3.  Sarcastic and cool Laura is back.  
4.  The Laura who lets pig fuckers get to her is gone.
5.  I am done with people who say they are coming to my birthday party and just don't show up.
6.  I am even more done with people who say they are coming to my birthday party and then call my other friend to say they are not coming instead of me.
7.  I am not done with people who at least try to let me know they can't make it.
8.  It is questionable whether I am done with people who get me stupid gifts from the supermarket check-out stand and cards that aren't meaningful because they care more about friends who will NOT stick up for them if the time came.  
9.  I am going to savor the friends who love and care about me and get me license plate purses, and sprees and dinners and who listen to me even when it isn't pretty.
10.  I do want to have children and if that means from a petri dish than so be it.
11.  I won't sacrifice happiness to be with someone who doesn't make me happy. And if that means being single for a long time, then well that is how it has to be.
12.  I won't pay $34.99 a month for so people who don't read my profile email me when they are so not the person I would even be friends with never mind date.
13. I am going to take a cooking class.
14.  I am going to use my new Kitchen Aid mixer (Martha Stewart blue).
15.  I am going to do pilates again and get my kick-ass bod back.
16.  I am going to be able to do 10 pull ups in a row in two months.
17. I am going to find a job this year that makes me happy and it will not be in non profit.

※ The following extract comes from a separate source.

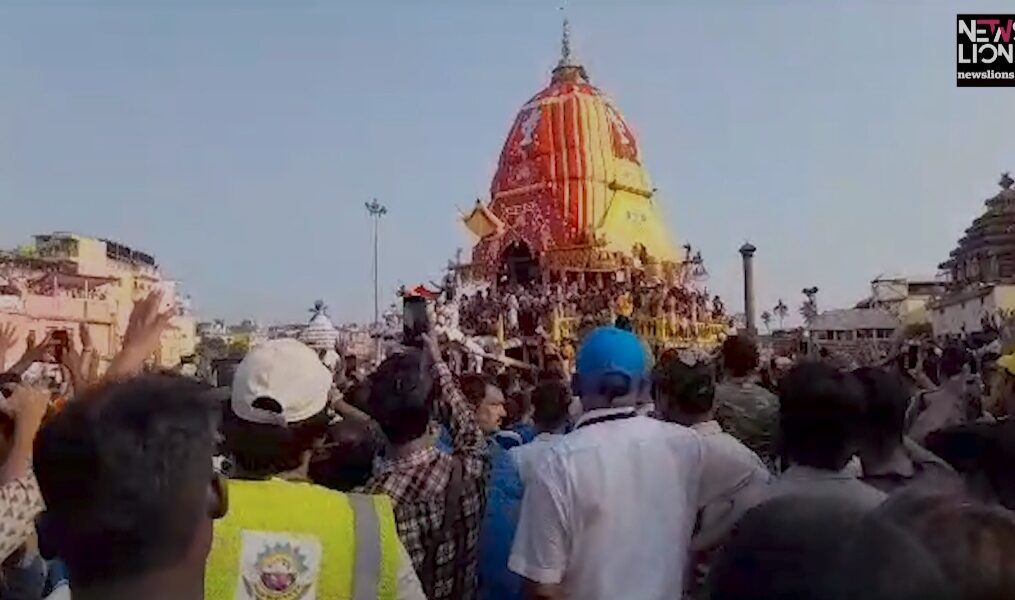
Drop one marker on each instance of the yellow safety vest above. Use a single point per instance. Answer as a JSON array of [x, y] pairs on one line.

18. I am going to see every movie I want to see because that makes me happy.
19. I am going to stop comparing myself to my "friends" on facebook who look happy.
20.  I am going to get a better score in scrabble.
21.  I am going to start writing my book instead of keeping it in my head.
22.  I am going to understand that I will have setbacks.  Like today and sleep until 4 but that is okay and I will get up.
23.  I am going to get a job that lets me buy a new car so I can get rid of the one I've had for 11 years.
24.  I am going to go to Iceland this year.
25. I want to find a cool tour to work on.
26. I am going to stop thinking about people who hurt me. Yeah right...but I'll go back to #22 on that one many times.
27.  I will no longer pick up my neighbors trash.
28.  I will make more people laugh because it is fun to do.
29.  I will continue to be honest and open my big fat mouth.
30.  I like being in my 30s.
31.  I have crows feet.  I never thought I would have crows feet.
32.  I will eat and watch TV by myself tonight and that my just fine with me.